水は冷たいが居ればドライに何かしらの反応はあると思う。反応がないのは魚がいないのだろう。
浅いからニンフを試す場所でもない。
一番良かった場所。ここも埋まってさらに倒木が倒れ掛かり、完全に終わった場所なのは確認済みだが、ひょっとしてと覗いてみた。流れは細く浅くなり、良かった時の面影は全くなかった。
だんだん小さくなっていくヤマメ(>▽<:)
春は着実に来ているはずなのだが。
ヤブカンゾウがあちこちに。 
解禁一日目で釣った場所にも行ってみた。
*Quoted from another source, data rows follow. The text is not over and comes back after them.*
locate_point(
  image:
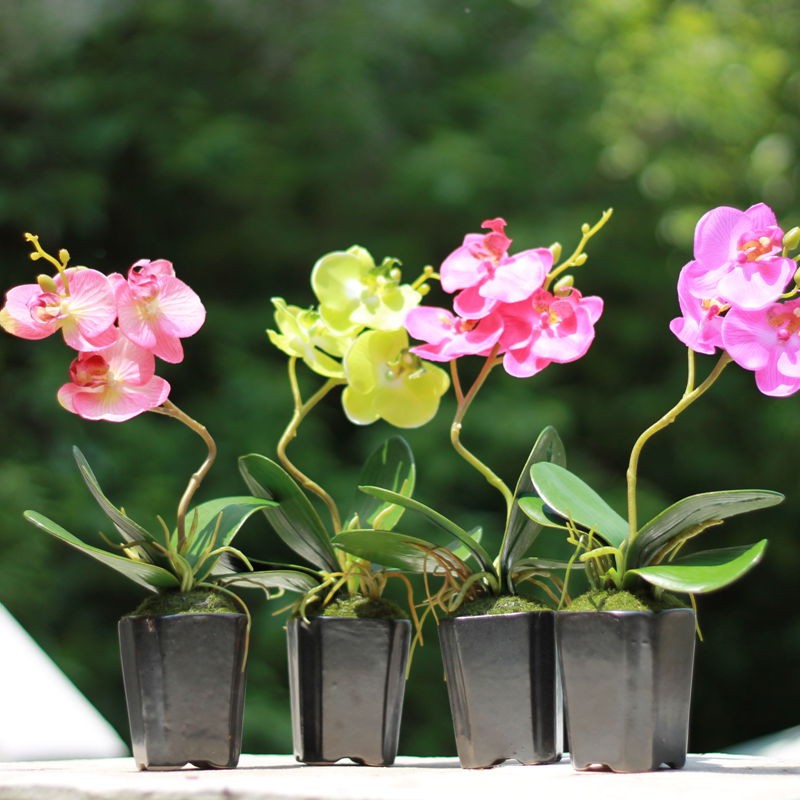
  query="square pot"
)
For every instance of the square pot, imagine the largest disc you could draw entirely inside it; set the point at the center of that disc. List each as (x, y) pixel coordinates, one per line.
(184, 680)
(627, 678)
(347, 681)
(504, 687)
こうなったら釣った場所に頼るしかない。この日は午後からかなり風が強まる予報で、前日には僕の住む市内ででもかなりの強風だった。風が弱いうちになんとか釣っておきたい。
そのポイント、水位は下がっているがこれでちょうど平水くらい。良さそうな場所に最初にキャスト。出ない。もう一度、出ない。ああ、そんなに都合よくいかないよな。
さらに先にある有望ポイント、そこでも沈黙が破られることはなかった。なんだかダメになった場所の再確認と釣れた場所では続けて釣れいないということを証明するために来たみたいだ。
この日は今回で三回目の渓流だが、思えば一回目の解禁日が気温も水温も一番高かった。徐々に季節が逆行していき、ヤマメは姿を消していった。